There are few things that bring light to my day like a good letter. When I was little, I had two pen pals – my cousin who lived in northern Maine and my neighbor’s granddaughter who lived down in Virginia. We were very dedicated little writers; I remember getting envelopes stuffed to the brim with things like stickers, little plastic toys, homemade bookmarks.

I keep all of them in my great-grandfather’s old briefcase, the one with the gold clasps.

The one on the bottom has all my old manuscripts – all the horrible plays and short stories I wrote before I became self-conscious.

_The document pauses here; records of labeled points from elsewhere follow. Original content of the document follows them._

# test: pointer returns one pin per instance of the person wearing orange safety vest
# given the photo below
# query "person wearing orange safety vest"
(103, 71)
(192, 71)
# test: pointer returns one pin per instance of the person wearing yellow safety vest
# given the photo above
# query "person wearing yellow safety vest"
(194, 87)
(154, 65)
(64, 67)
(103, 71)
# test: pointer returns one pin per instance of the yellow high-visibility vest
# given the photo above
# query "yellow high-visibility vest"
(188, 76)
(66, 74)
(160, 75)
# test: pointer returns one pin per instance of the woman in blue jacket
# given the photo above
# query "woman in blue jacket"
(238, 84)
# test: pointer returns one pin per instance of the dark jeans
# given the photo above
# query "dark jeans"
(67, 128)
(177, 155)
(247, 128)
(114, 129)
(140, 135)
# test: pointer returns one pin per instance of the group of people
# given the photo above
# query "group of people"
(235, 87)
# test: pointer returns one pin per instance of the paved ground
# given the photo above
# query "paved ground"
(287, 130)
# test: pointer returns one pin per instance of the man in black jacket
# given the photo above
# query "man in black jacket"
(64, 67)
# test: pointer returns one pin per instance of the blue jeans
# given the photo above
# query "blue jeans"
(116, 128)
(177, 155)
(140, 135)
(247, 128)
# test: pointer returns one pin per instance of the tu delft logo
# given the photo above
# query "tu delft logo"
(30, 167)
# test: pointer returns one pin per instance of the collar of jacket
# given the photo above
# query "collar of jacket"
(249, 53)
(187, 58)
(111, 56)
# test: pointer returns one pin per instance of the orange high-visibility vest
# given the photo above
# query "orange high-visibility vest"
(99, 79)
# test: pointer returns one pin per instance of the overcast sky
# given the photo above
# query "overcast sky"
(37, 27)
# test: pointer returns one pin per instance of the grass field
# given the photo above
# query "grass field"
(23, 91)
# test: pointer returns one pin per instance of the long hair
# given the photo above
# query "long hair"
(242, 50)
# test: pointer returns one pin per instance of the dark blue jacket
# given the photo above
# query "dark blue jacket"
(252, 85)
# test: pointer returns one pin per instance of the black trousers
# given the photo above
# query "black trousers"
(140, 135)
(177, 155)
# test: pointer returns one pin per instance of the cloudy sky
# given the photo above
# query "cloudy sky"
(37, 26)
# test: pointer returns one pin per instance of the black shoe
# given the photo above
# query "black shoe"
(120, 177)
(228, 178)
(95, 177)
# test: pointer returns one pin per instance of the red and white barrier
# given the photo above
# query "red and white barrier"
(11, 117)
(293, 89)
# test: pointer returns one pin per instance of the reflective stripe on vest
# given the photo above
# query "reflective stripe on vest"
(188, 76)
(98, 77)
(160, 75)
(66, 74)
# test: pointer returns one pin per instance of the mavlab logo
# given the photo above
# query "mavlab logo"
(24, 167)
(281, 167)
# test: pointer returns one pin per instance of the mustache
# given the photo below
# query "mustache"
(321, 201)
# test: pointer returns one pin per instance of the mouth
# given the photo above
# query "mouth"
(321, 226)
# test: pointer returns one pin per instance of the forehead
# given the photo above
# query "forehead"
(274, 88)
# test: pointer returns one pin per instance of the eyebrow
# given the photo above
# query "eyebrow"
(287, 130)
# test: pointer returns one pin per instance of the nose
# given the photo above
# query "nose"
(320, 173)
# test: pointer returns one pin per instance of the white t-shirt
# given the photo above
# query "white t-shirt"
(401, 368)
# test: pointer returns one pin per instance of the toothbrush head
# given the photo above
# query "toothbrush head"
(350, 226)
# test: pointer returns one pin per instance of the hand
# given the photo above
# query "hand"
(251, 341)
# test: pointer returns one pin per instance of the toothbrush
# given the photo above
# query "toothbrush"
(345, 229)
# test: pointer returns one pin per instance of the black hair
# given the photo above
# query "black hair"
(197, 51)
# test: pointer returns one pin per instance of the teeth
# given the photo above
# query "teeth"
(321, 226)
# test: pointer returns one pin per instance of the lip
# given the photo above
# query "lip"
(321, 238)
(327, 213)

The middle one is my great-grandfather’s, the leather handle almost broken off.

Almost every letter I’ve ever received (along with birthday cards, letters from my sponsor child in India, little notes I used to pass in class) is stuffed in.

The top one holds my letter-writing things: stationery, cards, my old wax and stamp kit, my address book (yes, I have an address book).

I probably never would’ve stopped writing to them, but middle school does different things to people.

~     ~     ~

Letter-writing is very personal. It’s like a journal, only in some ways, it’s far more vulnerable. You’re opening your thoughts, your life, to someone else, trusting him or her to guard it, to read a part of you without judgment.

It’s personal, and yet there are so many beautiful, meaningful letters to read. My uncle told me about this website (“Catherine, you’d love this.”), Letters of Note, and I’ve poured over it.Steinbeck’s letter to his son about love is one of my favorites – honest, straight-forward, understanding, loving.

And while my letters will most likely never be read by anyone other than the intended recipient, I still like the idea that I join a long line of people before me. Thinkers, lovers, readers, writers, artists, theologians. People who stopped, saw the beauty around them, and then made that beauty palpable for those they loved.

~     ~     ~

This week I got a letter from my world-traveling friend. I read it once, twice, disbelieving of the beauty of my friend’s artistry, both in word and paint.

Switzerland is far away, and even though I miss my friend dearly, letters like this help make up for it.